Read more: How the BBC and ITV are fixing delays on World Cup live streams

“Our watermarks are completely imperceptible to the consumer,” says Trudelle. “They’re also resistant to nearly any transformation of the video in size, format or resolution. With that unique watermark hidden somewhere in the content, it’s essentially the digital version of writing your name on your possessions in traceable, invisible ink.”

Once a stream has been found, the process of getting it removed is usually handled by an external company such as Mark Monitor. Its Net Result product has been in operation since 2001, and can quickly petition social media sites and streaming services to block infringing accounts, and automatically serve takedown notices or notify the relevant authorities in a few seconds.

The process is not entirely automated – humans still verify that streams are actually illegal, and the takedown process still sometimes requires human intervention because it’s an activity that often crosses multiple international borders: a Sky feed in the UK could be beamed to a server in Asia and then watched by a viewer in North America.

New legislation is helping rights holders to take down content more quickly, and go after aggregator sites like r/soccerstreams. But a long-term solution might require a softer approach. “Three factors drive piracy,” says Lonstein. “Access, price and convenience.”

Illegal streaming is already a pretty terrible user experience – between broken links, blurry footage, and the dozens of pop-up ads and overlays you have to close before you can actually see any action. Current efforts have focused on making it even more inconvenient. Mulready thinks we’ll start to see rights holders compelling broadcasters to include invisible watermarks as a condition for being granted the rights to events.

Lonstein’s company has focused on education – for example, during last year’s UFC bout between Conor McGregor and Khabib Nurmagomedev, before it took down streams it used its technology to insert links to legitimate ways of viewing the fight.

As the music industry discovered, the best way to fight piracy isn’t through web crawlers and forensic watermarks – it’s through making it easier for consumers to make the right choice.
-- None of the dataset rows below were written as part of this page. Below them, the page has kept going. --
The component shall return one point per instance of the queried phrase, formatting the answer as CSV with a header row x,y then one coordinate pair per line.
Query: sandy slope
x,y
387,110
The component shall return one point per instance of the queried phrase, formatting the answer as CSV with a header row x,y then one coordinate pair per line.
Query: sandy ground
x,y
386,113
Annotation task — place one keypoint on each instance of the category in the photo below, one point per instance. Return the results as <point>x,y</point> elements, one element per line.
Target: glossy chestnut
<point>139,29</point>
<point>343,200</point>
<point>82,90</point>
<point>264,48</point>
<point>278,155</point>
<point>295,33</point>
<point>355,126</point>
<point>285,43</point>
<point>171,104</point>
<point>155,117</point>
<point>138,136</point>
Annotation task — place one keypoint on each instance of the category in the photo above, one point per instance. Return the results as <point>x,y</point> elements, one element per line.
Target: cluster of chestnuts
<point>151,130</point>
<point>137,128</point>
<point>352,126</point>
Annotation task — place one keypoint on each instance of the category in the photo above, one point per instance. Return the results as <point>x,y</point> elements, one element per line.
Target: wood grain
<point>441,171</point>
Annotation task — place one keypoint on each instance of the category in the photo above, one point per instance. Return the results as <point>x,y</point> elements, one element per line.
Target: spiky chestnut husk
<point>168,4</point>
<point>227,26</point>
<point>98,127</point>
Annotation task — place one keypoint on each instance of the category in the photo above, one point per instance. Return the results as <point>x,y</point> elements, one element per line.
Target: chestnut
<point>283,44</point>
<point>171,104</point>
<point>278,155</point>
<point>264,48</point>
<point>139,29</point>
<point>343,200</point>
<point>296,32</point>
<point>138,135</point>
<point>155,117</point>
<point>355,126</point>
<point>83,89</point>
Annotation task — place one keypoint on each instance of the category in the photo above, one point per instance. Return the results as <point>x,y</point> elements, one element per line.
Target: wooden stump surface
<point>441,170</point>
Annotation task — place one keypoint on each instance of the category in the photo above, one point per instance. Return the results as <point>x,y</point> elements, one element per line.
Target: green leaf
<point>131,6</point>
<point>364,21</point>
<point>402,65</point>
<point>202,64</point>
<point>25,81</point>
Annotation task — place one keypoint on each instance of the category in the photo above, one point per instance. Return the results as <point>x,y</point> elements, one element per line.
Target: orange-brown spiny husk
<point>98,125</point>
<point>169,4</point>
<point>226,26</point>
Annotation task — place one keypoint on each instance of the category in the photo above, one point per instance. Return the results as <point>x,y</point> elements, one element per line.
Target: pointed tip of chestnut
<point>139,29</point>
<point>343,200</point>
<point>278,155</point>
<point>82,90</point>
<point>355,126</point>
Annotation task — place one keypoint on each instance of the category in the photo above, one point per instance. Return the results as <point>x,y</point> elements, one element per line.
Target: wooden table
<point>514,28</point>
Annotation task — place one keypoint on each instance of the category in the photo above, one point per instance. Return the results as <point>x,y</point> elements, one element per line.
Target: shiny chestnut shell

The viewing experience is slowly becoming more convenient. Services such as NowTV mean that it is now possible to legally watch a live Premier League game at home without forking out for an annual subscription to Sky, for instance.

But access and price are the biggest issues. Broadcasters pay billions for the rights to the Premier League, and the frenzied auction process is driving up costs for consumers. The arrival of Amazon, which will show 20 games a season from 2019/2020, may change the equation. But, it also fragments the market even further – and means that die-hard fans will have to subscribe to three different services to watch their team.

Even if everyone does that, the UK’s unique circumstances mean there will still be a demand for illegal streaming. As part of long-standing laws to protect attendances, it’s actually impossible to legally watch any games that kick-off between 14.45 and 15.15 on a Saturday unless you’re actually at the stadium.

Although r/soccerstreams has shut down, its 431,000 subscribers are already moving to replacements – there are two new subreddits, and an invite-only Discord Server. “Pirates are very resilient. They will adapt and deploy technologies very quickly – sometimes even quicker than legitimate industry,” says Mulready. “I think we’ll be in a cat and mouse game for quite some time into the future.”